Matthew Lynn
The eurozone crisis is back
Stock markets are crashing. Bond yields are soaring. And the cryptos are evaporating. There is so much going on in the financial markets right now it would be hard to miss the most significant event. The eurozone crisis, which almost broke apart the single currency back in 2011 and 2012, is back. And this time around, there is no very obvious way of fixing it.
With inflation soaring across the world, the era of plentiful printed money coming to an end and interest rates starting to rise, every kind of financial market is in turmoil. Investors are adjusting to a new set of circumstances, and doing so very quickly. So far, only a few traders who spend their days glued to Bloomberg terminals have paid very much attention. But, within the chaos, yields on peripheral sovereign debt, the trigger for the single currency’s meltdown a decade ago, are rising steeply again.
At the start of this year, the yield on a ten year Italian bond was just 1.25 per cent. Now it stands at 4.04 per cent and is going up every day. Just last week it was only at 3.3 per cent, a dramatic increase by the standards of the bond market. The yield has already climbed to its highest level in years and is accelerating towards the 6.7 per cent it reached at the height of the last crisis when there were widespread fears Italy would default. Likewise, the yield on a ten year Greek debt has doubled over the past few weeks, punching through 4.4 per cent, and getting dangerously close to the levels that came close to forcing the country out of the currency zone.

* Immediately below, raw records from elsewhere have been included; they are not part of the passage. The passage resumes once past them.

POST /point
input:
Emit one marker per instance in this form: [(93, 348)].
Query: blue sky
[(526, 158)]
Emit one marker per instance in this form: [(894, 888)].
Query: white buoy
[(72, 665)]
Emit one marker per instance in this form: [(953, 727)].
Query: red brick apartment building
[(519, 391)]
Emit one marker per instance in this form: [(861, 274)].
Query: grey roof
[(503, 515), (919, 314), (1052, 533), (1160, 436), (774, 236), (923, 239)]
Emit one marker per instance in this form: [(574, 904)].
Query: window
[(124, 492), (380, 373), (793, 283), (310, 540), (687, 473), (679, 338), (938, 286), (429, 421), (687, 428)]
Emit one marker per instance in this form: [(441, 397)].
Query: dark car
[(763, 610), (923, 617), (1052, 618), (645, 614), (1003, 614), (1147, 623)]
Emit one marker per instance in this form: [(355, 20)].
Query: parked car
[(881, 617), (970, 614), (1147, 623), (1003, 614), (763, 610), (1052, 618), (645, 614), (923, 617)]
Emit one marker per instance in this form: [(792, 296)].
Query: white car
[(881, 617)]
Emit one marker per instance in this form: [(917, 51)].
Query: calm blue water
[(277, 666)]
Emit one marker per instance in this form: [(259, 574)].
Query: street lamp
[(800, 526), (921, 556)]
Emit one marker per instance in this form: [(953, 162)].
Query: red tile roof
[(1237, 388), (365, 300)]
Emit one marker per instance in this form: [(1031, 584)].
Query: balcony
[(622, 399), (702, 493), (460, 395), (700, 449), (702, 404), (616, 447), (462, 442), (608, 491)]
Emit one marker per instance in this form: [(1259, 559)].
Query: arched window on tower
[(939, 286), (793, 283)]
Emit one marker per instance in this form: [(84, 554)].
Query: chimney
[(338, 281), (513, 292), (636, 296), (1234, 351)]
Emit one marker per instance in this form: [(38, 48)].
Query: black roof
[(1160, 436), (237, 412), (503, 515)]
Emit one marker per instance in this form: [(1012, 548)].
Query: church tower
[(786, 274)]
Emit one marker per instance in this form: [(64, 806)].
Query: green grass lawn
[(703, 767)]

The trouble is, rising interest rates make all that debt a lot more expensive to service. And these, let's remember, are some of the most heavily indebted countries in the world, and they owe a lot more than the last time around. Italy’s debt to GDP ratio has risen to an alarming 148 per cent of GDP, and Greece’s to 186 per cent.
It is exactly the same challenge as a decade ago, except this time on roller skates. And, perhaps most worrying of all, the European Central Bank (ECB) has no real way of fixing it. At the height of the last crisis, its then president Mario Draghi, who now happens to be Prime Minister of Italy, pushed all the treaties to one side and started printing money. That meant he could buy all the bonds the peripheral countries issued and bring the markets to heel. But this time? It is not so simple. The ECB can’t print money without stoking inflation. But if it doesn’t print extra euros, it may have to admit that Italy and Greece, and perhaps France as well, come to think of it, are bust. In reality, the euro remains as dysfunctional a monetary system as ever - and inflation, a first for the currency, is about to test it to the limit.